Children love to tattle, especially on their siblings. To every mom’s dismay, it’s hard for children to discern when tattling is necessary. I recently read MILES MCHALE, TATTLETALE by Christianne Jones, art by Elina Ellis.

Miles Mchale is a frequent tattletale at home and at school. The teacher can’t take it anymore and holds a contest. Whichever team tattles the least for one week, wins a prize. With the help of a pledge, the children learn when it is okay to tattle. But, even with the pledge, Miles doesn’t understand when to tell and when to keep silent. Not only is he causing his team to lose, his friends are upset with him. He decides no more tattling. When his sister takes a cookie and gets hurt, he needs to decide is this a tattle or telling moment. And has he learned the difference in time for his team to win?

I think this book is an excellent teaching tool, the explanations are kid friendly, the pledge is easy for kids to understand and remember, the characters are animals with personality and the kids will enjoy the tattling situations.
At the other end of the spectrum, there are children who are quiet and shy. This can cause parental angst. FUCHSIA FIERCE by Christianne Jones, illustrated by Kelly Canby is a story about a fearful child who prefers living in the shadows.

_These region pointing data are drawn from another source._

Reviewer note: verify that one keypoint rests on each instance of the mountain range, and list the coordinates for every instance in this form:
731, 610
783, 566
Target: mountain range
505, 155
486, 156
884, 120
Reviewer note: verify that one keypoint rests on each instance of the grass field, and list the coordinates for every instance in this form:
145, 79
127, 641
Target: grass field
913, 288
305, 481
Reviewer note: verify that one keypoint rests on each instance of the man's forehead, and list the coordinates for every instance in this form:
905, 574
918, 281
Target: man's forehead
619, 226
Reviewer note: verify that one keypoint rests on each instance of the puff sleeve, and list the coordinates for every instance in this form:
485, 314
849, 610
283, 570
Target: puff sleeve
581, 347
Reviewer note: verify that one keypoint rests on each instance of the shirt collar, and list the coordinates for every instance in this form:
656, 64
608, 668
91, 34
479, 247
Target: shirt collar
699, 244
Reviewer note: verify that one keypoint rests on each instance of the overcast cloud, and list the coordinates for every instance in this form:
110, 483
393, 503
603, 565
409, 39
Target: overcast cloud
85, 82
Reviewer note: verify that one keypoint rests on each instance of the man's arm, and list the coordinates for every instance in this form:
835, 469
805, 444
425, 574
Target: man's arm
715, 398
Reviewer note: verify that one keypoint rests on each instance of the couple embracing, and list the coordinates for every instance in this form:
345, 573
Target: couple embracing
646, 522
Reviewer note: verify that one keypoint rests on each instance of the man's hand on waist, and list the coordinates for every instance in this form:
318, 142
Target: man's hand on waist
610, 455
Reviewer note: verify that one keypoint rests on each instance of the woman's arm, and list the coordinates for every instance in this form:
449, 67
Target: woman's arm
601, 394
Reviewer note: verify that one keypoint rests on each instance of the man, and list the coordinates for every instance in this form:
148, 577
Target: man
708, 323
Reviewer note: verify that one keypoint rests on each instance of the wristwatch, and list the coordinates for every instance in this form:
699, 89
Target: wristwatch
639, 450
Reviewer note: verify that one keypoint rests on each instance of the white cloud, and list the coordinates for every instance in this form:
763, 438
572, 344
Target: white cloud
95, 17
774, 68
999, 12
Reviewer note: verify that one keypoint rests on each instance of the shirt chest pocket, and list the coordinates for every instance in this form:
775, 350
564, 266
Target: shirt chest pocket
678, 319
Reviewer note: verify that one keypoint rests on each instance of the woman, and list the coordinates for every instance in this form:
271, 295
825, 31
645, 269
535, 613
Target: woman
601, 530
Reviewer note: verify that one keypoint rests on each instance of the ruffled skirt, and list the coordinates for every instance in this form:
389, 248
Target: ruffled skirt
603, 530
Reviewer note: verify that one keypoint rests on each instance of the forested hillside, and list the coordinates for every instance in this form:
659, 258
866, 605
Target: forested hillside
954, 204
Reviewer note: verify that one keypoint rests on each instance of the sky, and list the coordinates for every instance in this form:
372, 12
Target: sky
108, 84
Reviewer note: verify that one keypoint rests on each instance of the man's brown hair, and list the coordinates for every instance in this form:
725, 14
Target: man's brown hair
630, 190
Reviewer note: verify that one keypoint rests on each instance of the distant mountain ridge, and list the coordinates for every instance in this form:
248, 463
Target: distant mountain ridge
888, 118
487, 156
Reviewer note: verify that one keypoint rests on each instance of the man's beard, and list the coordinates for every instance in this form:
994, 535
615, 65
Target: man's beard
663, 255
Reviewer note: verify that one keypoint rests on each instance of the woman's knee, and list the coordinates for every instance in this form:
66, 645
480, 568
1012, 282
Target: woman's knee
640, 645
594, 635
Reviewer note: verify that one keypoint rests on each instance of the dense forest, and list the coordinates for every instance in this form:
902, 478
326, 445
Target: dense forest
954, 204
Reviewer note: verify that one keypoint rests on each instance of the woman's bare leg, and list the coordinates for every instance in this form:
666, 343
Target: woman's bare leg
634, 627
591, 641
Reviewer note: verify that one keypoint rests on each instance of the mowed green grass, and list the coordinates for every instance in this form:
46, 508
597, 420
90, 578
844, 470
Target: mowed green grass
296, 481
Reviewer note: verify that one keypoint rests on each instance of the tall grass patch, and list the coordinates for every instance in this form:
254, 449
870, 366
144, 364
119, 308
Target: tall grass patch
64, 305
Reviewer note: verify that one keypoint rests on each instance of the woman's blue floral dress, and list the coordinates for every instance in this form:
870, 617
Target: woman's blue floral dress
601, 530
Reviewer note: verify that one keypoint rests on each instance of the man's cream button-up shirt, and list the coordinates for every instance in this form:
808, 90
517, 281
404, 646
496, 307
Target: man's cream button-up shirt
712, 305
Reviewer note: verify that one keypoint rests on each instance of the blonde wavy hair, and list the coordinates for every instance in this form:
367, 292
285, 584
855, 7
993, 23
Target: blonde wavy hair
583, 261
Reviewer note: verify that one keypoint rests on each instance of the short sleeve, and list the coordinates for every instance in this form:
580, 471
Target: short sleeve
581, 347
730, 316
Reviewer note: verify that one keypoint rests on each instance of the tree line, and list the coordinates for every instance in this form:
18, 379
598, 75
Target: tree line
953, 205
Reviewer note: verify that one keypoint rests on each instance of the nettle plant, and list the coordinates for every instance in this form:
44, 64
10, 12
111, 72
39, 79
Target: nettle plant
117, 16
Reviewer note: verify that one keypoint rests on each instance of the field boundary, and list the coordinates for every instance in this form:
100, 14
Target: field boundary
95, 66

Fuchsia Fierce is not a bold child, but quiet, shy, tiny and timid. Her parents send her to Confidence Camp, but she makes up excuses why she can’t participate in swimming or climbing a wall or telling a story.  Fuchsia finds camp boring while the other kids are having fun. At the next activity she decides to join in. Her friends are supportive, and she feels emboldened to try new things. She tells her parents what she has discovered about herself, things that she is good at and things she needs to work on. She is still quiet, shy, tiny and timid, but learns she can be brave, strong and fearless. And learns being tiny is not a bad thing and even has its advantages.

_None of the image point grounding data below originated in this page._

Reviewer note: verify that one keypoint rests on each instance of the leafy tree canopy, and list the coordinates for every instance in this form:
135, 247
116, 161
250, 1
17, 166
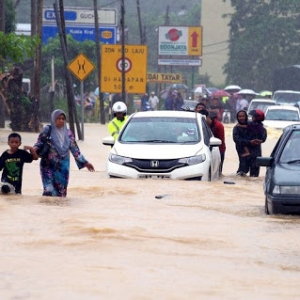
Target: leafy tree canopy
15, 48
264, 36
10, 16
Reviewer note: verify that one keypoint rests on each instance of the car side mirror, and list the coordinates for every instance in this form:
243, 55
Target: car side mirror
264, 161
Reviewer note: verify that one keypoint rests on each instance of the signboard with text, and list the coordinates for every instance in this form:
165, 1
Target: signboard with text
107, 35
179, 40
82, 16
80, 24
164, 77
135, 68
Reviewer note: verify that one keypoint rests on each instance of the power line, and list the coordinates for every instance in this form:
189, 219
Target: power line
209, 45
216, 51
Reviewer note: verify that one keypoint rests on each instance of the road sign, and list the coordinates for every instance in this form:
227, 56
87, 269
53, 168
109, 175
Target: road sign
82, 16
178, 40
135, 68
81, 67
107, 35
164, 77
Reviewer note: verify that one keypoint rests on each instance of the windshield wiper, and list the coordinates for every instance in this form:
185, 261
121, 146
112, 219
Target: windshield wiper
294, 161
157, 141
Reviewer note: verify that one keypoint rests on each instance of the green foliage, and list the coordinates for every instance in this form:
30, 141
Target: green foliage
264, 36
15, 48
10, 16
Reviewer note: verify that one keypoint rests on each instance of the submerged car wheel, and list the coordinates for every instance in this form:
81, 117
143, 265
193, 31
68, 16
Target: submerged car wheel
209, 174
266, 207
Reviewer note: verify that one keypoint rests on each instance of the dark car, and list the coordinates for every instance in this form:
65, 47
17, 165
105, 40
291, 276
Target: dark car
282, 180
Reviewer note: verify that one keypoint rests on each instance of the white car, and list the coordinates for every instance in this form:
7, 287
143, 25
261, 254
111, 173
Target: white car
280, 116
286, 97
260, 103
165, 145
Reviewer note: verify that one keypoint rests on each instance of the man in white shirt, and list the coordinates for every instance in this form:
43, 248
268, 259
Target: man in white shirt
153, 100
241, 103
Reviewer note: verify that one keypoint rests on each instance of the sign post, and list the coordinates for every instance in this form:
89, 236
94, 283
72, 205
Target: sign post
135, 69
81, 67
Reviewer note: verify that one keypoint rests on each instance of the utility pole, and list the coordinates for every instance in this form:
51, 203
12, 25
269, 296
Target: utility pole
123, 49
98, 56
2, 28
59, 15
140, 21
36, 29
2, 16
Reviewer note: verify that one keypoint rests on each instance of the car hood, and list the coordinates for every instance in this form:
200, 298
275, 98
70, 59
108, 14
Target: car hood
156, 151
287, 174
279, 124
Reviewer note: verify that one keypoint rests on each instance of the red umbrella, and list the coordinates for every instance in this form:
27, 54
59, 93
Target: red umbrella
220, 93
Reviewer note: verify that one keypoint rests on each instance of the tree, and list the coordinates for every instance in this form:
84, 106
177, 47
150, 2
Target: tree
14, 49
10, 16
264, 36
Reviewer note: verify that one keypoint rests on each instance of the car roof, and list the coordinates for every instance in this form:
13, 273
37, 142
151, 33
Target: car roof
287, 91
263, 100
165, 113
281, 107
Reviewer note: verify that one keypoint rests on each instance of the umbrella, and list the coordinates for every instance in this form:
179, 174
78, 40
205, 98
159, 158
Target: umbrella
199, 90
220, 93
179, 86
246, 92
232, 88
266, 93
164, 94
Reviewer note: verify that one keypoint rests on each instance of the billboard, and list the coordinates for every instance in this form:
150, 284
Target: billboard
179, 41
135, 68
80, 23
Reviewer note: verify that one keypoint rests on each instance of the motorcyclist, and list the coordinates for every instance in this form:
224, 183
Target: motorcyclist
119, 110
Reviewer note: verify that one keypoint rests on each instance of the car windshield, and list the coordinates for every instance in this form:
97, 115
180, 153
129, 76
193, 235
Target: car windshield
260, 105
161, 130
282, 115
287, 97
291, 153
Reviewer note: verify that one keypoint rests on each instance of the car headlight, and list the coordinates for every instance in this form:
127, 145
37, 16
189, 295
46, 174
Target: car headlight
286, 189
117, 159
194, 160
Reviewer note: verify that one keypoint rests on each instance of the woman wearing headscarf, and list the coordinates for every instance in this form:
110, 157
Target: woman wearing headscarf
55, 167
241, 137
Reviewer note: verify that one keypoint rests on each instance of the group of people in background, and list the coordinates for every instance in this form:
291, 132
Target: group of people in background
247, 135
55, 166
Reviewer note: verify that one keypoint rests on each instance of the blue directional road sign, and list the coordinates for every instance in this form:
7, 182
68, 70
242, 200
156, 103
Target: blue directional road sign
107, 35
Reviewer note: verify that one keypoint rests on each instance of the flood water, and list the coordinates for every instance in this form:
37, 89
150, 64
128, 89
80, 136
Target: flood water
112, 239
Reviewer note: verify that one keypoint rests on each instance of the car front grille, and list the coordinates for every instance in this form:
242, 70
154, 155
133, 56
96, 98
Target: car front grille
155, 166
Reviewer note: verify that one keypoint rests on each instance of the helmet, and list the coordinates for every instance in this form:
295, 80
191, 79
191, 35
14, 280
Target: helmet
259, 114
119, 106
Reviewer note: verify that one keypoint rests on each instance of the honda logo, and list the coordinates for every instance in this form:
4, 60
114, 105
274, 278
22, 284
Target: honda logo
154, 163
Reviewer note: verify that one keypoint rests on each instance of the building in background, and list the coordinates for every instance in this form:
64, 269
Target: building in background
215, 39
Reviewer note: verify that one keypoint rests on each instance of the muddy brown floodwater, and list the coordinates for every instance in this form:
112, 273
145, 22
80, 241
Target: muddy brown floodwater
114, 239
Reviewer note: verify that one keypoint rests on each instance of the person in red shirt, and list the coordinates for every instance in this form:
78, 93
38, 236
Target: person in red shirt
218, 130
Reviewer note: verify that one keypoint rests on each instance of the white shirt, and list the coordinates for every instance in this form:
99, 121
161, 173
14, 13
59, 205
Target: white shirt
153, 100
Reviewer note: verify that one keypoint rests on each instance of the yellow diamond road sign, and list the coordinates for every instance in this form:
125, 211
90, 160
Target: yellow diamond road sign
81, 66
135, 67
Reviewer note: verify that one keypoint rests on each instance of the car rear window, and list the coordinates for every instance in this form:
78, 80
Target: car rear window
282, 115
291, 150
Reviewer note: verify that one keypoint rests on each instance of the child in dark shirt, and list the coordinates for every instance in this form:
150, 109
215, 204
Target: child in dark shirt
255, 129
13, 159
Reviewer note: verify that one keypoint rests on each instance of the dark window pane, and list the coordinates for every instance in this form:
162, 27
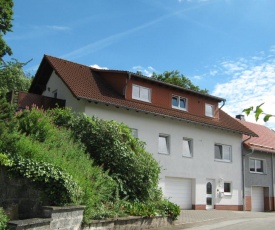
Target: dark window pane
182, 103
209, 201
259, 166
208, 188
227, 187
175, 101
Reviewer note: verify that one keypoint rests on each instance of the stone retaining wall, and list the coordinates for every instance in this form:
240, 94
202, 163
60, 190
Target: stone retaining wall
19, 197
70, 218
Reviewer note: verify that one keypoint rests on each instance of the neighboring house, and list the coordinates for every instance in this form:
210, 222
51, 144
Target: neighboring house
197, 144
259, 163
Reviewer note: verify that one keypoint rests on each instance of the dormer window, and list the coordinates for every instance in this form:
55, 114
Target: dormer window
179, 102
141, 93
209, 110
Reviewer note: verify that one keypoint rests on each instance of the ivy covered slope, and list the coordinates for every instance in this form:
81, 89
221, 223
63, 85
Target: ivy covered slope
82, 160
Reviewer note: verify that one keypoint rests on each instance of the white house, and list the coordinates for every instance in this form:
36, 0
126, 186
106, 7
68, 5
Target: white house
197, 144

I think this is a wonderful book for the shy child. I also like the subtle lesson for the parents. For example, when Fuchsia refuses to participate in climbing a wall, she is given the responsibility of helping with the equipment. With each activity that she refuses to do, she is given a task related to that activity. The child doesn’t feel left out or different or ostracized. She learns she can still participate while gaining confidence. Love that!